The thumbs-up was given during the council's Long Term Plan consultation process which ended three full days of hearings and council deliberations this week.
The council had received 710 submissions on aspects of the draft plan for 2021-2031 and more than 60 submitters spoke to their submissions in hearings which started in the Pettigrew Green Arena's Simkin Room on Tuesday.
The Council began its deliberations soon after the last submitter presented on Wednesday afternoon and continued deliberations for about eight more hours on Thursday, finishing well after 5pm.
The submissions will be taken into account in the final plan, which is scheduled for adoption at a full council meeting on June 30, when it also expects to consider recommendations from its Rates Remission, Revenue and Financing and Financial Contributions Policies submissions hearing held last week.
The Council focused on eight projects in its consultation document, each generating a strong response, said Mayor Kirsten Wise.

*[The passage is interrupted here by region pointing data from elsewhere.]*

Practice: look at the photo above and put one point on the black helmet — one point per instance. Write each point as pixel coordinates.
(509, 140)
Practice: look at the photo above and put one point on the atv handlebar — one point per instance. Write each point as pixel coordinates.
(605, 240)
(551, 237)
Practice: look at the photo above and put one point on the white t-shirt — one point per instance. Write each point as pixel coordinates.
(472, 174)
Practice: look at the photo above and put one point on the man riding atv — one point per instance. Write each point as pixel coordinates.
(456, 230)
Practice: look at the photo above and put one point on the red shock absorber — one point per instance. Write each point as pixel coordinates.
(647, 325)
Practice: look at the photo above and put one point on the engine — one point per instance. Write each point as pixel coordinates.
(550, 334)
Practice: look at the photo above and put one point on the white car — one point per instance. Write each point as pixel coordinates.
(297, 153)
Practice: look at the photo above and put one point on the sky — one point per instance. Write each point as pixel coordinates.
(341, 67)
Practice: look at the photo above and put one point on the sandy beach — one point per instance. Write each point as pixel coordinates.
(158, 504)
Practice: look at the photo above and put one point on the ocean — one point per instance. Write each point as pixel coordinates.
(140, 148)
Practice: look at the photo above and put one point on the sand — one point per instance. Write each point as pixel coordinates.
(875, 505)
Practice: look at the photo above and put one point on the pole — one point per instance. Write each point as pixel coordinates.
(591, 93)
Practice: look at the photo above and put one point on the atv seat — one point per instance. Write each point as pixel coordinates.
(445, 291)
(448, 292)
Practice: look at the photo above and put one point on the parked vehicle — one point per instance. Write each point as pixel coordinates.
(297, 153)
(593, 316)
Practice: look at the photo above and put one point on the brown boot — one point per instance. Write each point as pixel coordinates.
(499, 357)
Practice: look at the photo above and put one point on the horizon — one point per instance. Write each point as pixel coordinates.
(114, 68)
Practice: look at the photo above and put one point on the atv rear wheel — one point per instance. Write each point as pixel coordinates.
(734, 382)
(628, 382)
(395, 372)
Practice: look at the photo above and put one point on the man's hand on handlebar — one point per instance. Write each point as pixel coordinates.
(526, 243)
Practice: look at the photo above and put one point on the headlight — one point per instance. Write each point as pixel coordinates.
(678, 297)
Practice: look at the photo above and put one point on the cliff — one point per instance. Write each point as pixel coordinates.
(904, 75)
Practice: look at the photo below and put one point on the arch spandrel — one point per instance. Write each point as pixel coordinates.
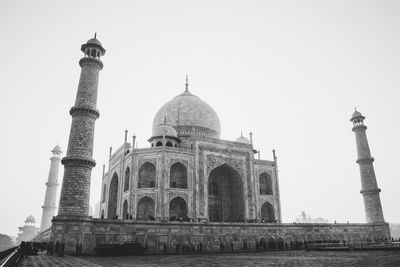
(143, 161)
(214, 161)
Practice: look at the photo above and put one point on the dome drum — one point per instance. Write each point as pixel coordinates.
(189, 116)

More than three-quarters supported working on water projects "now," she said, adding it would enable Napier to meet new national drinking water standards within five years and move to a chlorine-free network in the long term if that was what the community wanted.
"Every dollar we invest in three-waters infrastructure (drinking, waste and storm water) won't go to waste," she said.

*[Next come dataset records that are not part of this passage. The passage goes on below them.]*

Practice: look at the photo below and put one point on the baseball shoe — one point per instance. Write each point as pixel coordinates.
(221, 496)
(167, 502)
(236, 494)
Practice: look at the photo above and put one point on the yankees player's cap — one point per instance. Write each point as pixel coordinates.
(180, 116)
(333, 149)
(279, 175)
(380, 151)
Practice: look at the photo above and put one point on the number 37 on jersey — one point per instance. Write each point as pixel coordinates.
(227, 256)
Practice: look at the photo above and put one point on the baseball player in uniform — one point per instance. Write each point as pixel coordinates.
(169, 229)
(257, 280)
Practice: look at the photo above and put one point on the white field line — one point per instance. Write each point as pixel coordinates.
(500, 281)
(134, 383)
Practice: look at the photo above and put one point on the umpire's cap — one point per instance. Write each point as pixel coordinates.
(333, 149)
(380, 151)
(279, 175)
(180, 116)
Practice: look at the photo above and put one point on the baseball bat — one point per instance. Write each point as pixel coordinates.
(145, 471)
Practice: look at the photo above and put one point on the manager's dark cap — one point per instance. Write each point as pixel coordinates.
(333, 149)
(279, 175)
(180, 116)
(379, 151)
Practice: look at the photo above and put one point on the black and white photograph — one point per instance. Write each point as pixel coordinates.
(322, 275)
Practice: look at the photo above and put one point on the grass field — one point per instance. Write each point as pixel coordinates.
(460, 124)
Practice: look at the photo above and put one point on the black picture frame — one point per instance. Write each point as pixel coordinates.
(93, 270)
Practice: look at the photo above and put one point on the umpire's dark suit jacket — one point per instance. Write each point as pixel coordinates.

"We will be carrying out a significant amount of work to make our drinking water network resilient in the long term, with the immediate focus being fixing dirty water issues while ensuring everything we're doing is moving towards chlorine-free. If we and the community eventually decide that is where we want to go."

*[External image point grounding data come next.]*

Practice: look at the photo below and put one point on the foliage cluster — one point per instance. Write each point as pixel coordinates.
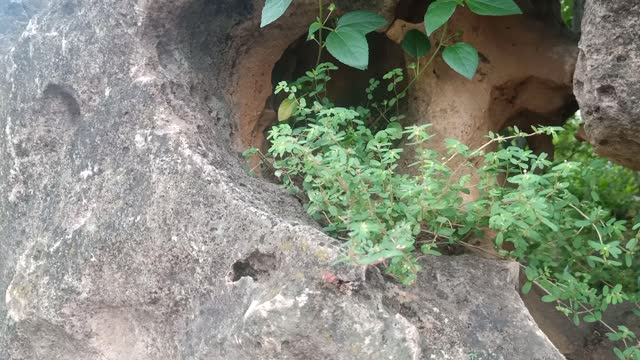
(556, 218)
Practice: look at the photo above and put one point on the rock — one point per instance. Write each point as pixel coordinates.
(607, 83)
(129, 230)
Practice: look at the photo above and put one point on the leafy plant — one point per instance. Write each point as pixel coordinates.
(348, 44)
(556, 218)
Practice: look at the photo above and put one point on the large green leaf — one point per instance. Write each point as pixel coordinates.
(438, 14)
(272, 10)
(349, 47)
(494, 7)
(362, 21)
(463, 58)
(415, 43)
(286, 109)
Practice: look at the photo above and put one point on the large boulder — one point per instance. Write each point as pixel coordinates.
(128, 229)
(607, 81)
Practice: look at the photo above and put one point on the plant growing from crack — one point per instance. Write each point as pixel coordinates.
(344, 164)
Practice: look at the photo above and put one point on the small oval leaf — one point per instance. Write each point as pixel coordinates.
(349, 47)
(462, 58)
(272, 10)
(286, 109)
(362, 21)
(313, 28)
(416, 44)
(438, 14)
(494, 7)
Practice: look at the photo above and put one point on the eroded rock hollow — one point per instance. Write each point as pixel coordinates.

The community also supported the proposal to look further into street management and safety, including an ambassador programme to complement current community safety initiatives.
Continuing to operate the Faraday Centre while the council ponders its future involvement was also supported, as was funding of a community housing shortfall with a loan. The council was now also reviewing long-term options for providing affordable housing.
Maraenui community centre proposal Te Pihinga, including building community facilities on Bledisloe Rd, received good support from submitters, the council said, although staff acknowledged issues to be discussed including potential duplication already provided in other facilities not run by the council, and the Ahuriri Regional Park development on Lagoon Farm. Traffic safety plans were also positively received.
Council chief executive Steph Rotarangi, in the job just four months since arriving from Australia, where she had headed up bushfire and Covid-19 responses in Victoria, said she is heartened by the response from the community, the willingness to express concerns for the environment, public safety and for taking the time to let the council know how much they valued facilities such as the Faraday Centre.
"We have plenty of work to do on top of our planned programme of three-waters infrastructure upgrades," she said.
During its deliberations on Thursday, the council also discussed the importance of adapting to climate change.